Similarity measure to identify similar log files

Question

I want to implement a similarity function that can accurately identify the similar log files. So far, I am unable to find a suitable similarity metric for my problem.

I have log files generated from several PCs (around 300 PCs), where each file contains visited IP addresses on a daily basis. I want to compare the similarity by comparing the visited IP addresses on a daily basis. that is, I want to compare day1 of PC1 with day1 of PC2 and so on...

for example (assume each log file contains only 4 days of data, if nothing visited on a particular day that row is left blank):

PC1:
day1: 155.69.23.11, 155.34.45.5
day2: 165.34.5.67
day3:             //blank - nothing visited
day4: 155.35.45.55

PC2: 
day1: 155.34.45.5, 155.34.45.6
day2: 165.34.5.67
day3: 155.35.45.55
day4:              //blank - nothing visited

My similarity score between PC1 and PC2 would be:

Total similarity = similarity(day1) + similarity(day2) + similarity(day3)

For this problem, I can use Jaccard similarity index (considering each day as a set of IP addresses). But I am not sure whether that is a suitable metric or there are any technical flaws (or conditions that needs to be satisfied) in applying Jaccard index for this problem.

In finding similar documents, I have seen people applying Jaccard index to the whole document but that is not what I am looking for. In my case, I wanted to apply Jaccard index for each day and sum them up to find the final similarity value. Is this approach technically sound?

Thank you.

Update:

Objective of this study - we have around 1000 IP addresses and we want to monitor the browsing (browsing these 1000 IP addresses) pattern where each PC is used by the same person. This study is conducted for 5 working days and we log the visited IP addresses. If any of these IP addresses are visited on Monday it has the highest weight, while if its visited on Friday, it has the lowest weight. Weights for Tuesday, Wednesday and Thursday are normalized accordingly. This is why I am more interested in day wise similarity. while my ultimate objective is to find the people who have similar browsing pattern (considering all 5 days). This study is kind of weird but I am doing it for a project.

Answer 1

Well, mathematically (and thus from a programming point of view), you can do it this way.
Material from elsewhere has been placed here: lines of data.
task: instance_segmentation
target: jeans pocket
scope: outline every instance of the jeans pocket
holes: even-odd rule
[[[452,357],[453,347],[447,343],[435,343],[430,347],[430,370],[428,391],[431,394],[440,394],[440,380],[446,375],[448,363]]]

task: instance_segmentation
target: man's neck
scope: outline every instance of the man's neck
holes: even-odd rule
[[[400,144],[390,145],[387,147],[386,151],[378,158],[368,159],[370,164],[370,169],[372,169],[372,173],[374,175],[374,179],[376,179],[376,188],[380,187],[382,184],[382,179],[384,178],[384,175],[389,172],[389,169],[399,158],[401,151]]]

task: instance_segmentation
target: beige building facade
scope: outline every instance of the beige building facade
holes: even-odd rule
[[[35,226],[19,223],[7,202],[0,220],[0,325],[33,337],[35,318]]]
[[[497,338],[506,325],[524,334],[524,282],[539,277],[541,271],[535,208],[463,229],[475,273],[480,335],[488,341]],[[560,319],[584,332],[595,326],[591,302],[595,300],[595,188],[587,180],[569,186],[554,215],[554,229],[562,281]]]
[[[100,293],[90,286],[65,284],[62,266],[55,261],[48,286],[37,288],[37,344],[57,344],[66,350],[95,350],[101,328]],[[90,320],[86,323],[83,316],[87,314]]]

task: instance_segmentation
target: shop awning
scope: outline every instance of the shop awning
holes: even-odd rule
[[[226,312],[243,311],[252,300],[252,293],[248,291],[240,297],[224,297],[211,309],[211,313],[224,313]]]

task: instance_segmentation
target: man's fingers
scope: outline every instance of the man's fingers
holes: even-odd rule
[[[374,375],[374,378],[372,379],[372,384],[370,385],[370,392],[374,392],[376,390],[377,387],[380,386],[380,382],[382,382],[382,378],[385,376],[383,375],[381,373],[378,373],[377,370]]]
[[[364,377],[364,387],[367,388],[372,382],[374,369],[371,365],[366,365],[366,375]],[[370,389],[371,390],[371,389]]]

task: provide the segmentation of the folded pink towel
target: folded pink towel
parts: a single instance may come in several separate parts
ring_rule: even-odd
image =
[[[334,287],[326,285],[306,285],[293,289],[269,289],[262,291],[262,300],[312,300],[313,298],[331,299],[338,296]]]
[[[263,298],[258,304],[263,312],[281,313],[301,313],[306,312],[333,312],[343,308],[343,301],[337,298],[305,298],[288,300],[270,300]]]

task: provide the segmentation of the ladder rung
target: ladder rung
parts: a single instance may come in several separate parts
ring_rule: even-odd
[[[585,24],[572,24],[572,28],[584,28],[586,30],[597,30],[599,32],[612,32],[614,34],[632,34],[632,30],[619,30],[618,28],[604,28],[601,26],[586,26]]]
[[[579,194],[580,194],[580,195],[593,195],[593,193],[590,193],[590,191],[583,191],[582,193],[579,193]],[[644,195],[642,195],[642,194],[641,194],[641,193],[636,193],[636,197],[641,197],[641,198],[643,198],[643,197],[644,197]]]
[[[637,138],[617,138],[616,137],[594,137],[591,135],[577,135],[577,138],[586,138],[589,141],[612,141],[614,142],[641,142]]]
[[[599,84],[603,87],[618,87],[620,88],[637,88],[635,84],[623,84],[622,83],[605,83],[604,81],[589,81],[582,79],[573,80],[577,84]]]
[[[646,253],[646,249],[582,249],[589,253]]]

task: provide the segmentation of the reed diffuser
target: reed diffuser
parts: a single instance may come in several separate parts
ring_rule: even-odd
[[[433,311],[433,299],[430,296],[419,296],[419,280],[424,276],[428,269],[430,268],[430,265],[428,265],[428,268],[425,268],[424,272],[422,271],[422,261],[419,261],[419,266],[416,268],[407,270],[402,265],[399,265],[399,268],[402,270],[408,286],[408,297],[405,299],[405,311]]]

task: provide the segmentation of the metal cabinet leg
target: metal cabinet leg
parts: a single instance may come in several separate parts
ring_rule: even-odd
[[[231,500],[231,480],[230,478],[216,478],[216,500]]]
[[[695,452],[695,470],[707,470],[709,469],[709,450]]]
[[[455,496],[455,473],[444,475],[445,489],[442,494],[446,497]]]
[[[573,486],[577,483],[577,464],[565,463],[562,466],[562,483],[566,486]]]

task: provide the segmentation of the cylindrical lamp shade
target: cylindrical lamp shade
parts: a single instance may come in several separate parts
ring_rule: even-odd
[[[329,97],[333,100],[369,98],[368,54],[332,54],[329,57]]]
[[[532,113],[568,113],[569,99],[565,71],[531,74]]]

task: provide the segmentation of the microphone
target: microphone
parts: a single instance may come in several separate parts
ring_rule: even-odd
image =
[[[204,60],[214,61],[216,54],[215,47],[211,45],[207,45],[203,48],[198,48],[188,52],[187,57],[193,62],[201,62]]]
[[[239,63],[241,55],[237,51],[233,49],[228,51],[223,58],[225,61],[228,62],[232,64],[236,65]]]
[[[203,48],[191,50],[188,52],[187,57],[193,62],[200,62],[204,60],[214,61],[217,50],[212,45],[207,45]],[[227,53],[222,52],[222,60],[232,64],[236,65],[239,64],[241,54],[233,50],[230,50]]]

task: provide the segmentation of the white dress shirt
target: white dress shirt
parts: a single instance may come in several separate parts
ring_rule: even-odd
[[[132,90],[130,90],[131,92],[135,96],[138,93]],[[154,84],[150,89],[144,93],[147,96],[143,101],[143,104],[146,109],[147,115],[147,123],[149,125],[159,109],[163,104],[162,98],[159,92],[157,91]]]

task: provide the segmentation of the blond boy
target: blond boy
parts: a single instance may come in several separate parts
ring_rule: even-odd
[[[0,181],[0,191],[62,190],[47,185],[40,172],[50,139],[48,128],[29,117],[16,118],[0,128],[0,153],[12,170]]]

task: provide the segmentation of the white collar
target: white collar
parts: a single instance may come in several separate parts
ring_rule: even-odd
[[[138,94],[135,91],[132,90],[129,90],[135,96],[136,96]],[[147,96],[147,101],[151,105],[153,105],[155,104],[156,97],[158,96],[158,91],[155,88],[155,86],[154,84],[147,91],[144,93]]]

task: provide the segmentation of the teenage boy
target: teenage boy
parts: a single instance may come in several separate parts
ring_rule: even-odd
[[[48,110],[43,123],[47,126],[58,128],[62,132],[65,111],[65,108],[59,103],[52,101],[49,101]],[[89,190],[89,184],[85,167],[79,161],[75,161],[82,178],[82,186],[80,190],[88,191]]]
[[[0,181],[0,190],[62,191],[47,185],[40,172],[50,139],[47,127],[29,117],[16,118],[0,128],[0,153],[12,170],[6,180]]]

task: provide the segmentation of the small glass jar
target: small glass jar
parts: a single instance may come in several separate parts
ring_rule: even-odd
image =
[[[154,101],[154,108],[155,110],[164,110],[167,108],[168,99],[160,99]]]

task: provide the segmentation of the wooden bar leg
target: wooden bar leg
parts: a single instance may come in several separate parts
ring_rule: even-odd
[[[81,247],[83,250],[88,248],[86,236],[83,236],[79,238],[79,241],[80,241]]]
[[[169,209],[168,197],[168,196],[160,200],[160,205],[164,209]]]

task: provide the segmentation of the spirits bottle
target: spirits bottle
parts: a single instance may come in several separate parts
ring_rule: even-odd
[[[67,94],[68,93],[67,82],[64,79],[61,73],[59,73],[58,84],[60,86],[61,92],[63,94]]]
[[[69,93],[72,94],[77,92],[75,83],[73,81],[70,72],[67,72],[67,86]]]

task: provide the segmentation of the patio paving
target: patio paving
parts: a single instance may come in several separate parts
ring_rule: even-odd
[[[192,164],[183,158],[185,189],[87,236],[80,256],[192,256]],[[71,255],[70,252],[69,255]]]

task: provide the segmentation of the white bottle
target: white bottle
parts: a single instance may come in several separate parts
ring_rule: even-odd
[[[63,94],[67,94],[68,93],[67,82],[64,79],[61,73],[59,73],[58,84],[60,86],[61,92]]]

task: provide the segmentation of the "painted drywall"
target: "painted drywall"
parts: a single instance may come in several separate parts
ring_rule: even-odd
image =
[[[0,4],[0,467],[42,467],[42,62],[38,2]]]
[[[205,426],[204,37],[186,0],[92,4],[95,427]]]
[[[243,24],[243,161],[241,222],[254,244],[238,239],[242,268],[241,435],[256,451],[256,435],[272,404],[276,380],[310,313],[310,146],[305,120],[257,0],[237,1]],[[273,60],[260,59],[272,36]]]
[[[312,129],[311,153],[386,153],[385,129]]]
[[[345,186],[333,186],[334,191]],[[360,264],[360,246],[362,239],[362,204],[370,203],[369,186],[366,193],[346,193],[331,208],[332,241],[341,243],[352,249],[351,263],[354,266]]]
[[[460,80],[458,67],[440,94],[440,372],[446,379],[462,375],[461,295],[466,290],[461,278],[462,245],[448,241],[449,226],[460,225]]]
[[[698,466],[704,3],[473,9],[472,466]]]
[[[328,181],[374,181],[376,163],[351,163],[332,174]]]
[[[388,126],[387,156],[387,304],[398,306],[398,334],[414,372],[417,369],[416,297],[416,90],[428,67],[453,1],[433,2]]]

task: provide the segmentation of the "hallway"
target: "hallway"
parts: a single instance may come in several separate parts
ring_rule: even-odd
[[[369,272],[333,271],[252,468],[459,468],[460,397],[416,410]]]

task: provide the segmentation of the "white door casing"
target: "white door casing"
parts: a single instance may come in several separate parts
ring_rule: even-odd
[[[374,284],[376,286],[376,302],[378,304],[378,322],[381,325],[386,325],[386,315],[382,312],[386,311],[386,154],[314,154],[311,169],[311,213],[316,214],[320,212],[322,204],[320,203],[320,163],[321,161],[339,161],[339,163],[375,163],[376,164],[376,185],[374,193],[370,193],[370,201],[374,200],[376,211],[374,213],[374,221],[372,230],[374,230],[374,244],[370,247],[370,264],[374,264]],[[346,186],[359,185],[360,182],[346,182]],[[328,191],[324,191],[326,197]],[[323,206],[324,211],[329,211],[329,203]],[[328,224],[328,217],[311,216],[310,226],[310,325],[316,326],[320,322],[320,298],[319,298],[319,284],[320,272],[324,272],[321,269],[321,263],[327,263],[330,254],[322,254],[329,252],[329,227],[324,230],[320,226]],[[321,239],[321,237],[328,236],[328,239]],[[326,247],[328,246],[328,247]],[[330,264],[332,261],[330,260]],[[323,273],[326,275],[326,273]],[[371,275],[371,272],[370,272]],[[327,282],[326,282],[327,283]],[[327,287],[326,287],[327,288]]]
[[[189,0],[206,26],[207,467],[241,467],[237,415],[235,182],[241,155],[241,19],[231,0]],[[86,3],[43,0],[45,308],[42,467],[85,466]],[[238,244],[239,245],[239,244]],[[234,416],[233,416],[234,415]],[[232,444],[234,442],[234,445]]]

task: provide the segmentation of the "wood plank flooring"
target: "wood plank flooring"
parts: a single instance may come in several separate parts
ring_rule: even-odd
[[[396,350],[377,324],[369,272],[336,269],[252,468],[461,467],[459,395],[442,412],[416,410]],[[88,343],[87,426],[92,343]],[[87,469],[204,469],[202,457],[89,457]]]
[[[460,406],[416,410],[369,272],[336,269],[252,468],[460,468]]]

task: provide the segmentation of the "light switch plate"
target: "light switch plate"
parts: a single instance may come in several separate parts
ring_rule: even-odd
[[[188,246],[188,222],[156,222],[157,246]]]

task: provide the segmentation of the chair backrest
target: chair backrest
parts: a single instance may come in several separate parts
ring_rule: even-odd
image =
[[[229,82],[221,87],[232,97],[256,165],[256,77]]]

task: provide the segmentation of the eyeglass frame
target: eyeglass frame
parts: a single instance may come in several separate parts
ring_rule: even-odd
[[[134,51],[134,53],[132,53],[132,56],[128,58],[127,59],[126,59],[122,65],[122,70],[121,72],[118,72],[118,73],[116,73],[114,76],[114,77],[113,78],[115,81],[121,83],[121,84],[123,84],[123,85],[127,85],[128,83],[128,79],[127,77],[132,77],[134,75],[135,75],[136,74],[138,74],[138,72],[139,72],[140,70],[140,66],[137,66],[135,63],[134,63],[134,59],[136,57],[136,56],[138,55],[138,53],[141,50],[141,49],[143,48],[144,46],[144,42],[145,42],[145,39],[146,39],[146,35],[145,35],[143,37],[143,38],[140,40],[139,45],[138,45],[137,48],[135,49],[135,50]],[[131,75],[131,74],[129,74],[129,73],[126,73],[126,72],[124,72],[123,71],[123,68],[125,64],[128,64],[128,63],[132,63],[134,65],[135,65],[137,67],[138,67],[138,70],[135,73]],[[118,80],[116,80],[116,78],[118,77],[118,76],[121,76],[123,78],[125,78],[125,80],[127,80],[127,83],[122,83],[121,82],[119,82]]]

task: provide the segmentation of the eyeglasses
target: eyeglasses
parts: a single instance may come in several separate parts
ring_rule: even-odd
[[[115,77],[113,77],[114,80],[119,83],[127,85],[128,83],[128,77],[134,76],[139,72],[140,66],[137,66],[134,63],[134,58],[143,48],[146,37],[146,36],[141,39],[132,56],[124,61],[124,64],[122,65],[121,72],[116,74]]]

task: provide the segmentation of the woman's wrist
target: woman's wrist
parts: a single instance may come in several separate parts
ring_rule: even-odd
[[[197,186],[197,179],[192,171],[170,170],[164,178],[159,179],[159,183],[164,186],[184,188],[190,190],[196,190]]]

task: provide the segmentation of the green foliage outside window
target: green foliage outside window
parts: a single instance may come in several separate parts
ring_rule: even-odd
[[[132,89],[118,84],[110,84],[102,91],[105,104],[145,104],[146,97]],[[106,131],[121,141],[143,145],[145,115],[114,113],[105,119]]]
However, the results may or may not be what you are interested in.

But we cannot help you much with that, because we don't know your objectives (what do you want to discover - people accessing Facebook and Google? This will likely dominate your results ...) nor do we have insight into your data.

Using the raw IP adresses also neglects the fact that certain addresses are essentially equivalent. (e.g. 173.194.70.113 and 173.194.70.139 and 173.194.70.102 are all google.com, even in the same datacenter). And at the same time, one address can serve millions of completely different web pages (e.g. http://www.websitelooker.com/ip/81.169.145.160 - one IP of a large scale hoster in Germany)

So maybe you first need to find out what you actually want to achieve. Then do feature extraction to capture what you need, then define an appropriate similarity function.